Computational techniques in Knossos

2014-05-17

Earlier versions of Jepsen found glaring inconsistencies, but missed subtle ones. In particular, Jepsen was not well equipped to distinguish linearizable systems from sequentially or causally consistent ones. When people asked me to analyze systems which claimed to be linearizable, Jepsen could rule out obvious classes of behavior, like dropping writes, but couldn’t tell us much more than that. Since users and vendors are starting to rely on Jepsen as a basic check on correctness, it’s important that Jepsen be able to identify true linearization errors.

To understand why Jepsen was not a complete test of linearizability, we have to understand the structure of its original tests. Jepsen assumed, originally, that every system could be modeled as a set of integers. Each client would gradually add a sequence of integers–disjoint from all the other client sets–to the database’s set; then perform a final read. If any elements which had supposedly succeeded were missing, we know the system dropped data.

The original Jepsen tests were designed for AP systems, like Riak, without a linear order; using a set is appropriate because its contents are fundamentally unordered, and because addition to the set is associative and idempotent.

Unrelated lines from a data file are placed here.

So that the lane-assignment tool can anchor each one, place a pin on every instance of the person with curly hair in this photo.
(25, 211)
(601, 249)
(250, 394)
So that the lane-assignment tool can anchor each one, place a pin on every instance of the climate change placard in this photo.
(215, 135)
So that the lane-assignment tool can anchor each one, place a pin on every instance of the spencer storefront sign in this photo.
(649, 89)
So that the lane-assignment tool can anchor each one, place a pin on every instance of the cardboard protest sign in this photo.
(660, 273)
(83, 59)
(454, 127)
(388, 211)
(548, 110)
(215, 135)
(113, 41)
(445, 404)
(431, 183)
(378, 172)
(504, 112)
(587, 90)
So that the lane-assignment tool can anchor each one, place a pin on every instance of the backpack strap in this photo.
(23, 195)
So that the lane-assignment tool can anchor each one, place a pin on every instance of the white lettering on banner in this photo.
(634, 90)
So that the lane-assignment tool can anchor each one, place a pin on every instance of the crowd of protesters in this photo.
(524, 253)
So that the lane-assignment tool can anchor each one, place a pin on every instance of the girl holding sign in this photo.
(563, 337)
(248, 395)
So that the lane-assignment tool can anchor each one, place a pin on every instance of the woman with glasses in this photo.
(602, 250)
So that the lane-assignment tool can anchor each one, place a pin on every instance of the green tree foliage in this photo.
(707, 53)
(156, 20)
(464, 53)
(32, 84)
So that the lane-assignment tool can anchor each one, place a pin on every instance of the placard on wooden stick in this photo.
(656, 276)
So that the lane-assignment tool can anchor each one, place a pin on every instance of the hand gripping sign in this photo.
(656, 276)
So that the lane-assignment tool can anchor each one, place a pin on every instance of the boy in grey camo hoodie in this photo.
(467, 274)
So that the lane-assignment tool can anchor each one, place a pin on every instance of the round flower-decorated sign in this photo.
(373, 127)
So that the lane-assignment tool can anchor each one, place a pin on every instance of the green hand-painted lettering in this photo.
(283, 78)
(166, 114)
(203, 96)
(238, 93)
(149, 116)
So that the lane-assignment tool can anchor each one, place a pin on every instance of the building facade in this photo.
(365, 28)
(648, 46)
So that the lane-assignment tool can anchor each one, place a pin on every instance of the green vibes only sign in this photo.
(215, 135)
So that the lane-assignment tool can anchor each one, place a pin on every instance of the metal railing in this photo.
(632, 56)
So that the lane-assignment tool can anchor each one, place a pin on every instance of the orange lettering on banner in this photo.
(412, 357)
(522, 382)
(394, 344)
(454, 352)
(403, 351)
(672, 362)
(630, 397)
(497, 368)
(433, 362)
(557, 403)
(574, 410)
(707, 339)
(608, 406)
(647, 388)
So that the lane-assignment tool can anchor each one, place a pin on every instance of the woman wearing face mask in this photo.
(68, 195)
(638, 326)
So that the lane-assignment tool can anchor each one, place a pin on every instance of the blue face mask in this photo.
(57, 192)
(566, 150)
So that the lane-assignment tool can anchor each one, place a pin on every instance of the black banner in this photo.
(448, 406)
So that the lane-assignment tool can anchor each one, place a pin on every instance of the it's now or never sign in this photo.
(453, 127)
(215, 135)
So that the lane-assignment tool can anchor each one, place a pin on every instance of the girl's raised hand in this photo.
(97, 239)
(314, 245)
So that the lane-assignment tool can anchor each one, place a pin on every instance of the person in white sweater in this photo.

To test a linearizable system, we implement set addition by performing a compare-and-set, replacing the old set with the current value plus the number being written. If a given CAS was successful, then that element should appear in the final read.

This does verify sequential consistency, and to varying degrees linearizability, but has limited power. The database may choose, for instance, to delay the visibility of changes, so long as they become visible before the final read. We can’t test operations other than a CAS. We can’t, for instance, test deletions. It’s also not clear how to verify systems like mutexes, queues, or semaphores.

Furthermore, if a test does fail, it’s not clear why. A missing number from the final set might be caused by a problem with that particular CAS–or a CAS executed hours later which happened to destroy the effects of a preceding write. Ideally, we’d like to know exactly why the system failed to linearize. With this in mind, I set out to design a linearizability checker suitable for analyzing both formal models and real software with no internal visibility.

Knossos

In the introduction to Knossos, I couched Knossos as a model checker, motivated by a particular algorithm discussed on the Redis mailing list. This was slightly disingenuous: in fact, I designed Knossos as a model checker for any type of history, including those recorded from real databases. This means that Jepsen can generate a series of random operations, execute them against a database, and verify that the resulting history is valid with respect to some model.

Given a sequence of operations that a database might go through–say, two processes attempting to acquire a mutex:

{:process 1, :type :invoke, :f :acquire, :value nil}
{:process 2, :type :invoke, :f :acquire, :value nil}
{:process 1, :type :ok,     :f :acquire, :value nil}
{:process 2, :type :fail    :f :acquire, :value "lock failed; already held"}

… and a singlethreaded model of the system, like

(defrecord Mutex [locked?]
  Model
  (step [mutex op]
    (condp = (:f op)
      :acquire (if locked?
                 (inconsistent "already held")
                 (Mutex. true))
      :release (if locked?
                 (Mutex. false)
                 (inconsistent "not held")))))

… Knossos can identify if the given concurrent history linearizes–that is, whether there exists some equivalent history in which every operation appears to take place atomically, in a well-defined order, between the invocation and completion times.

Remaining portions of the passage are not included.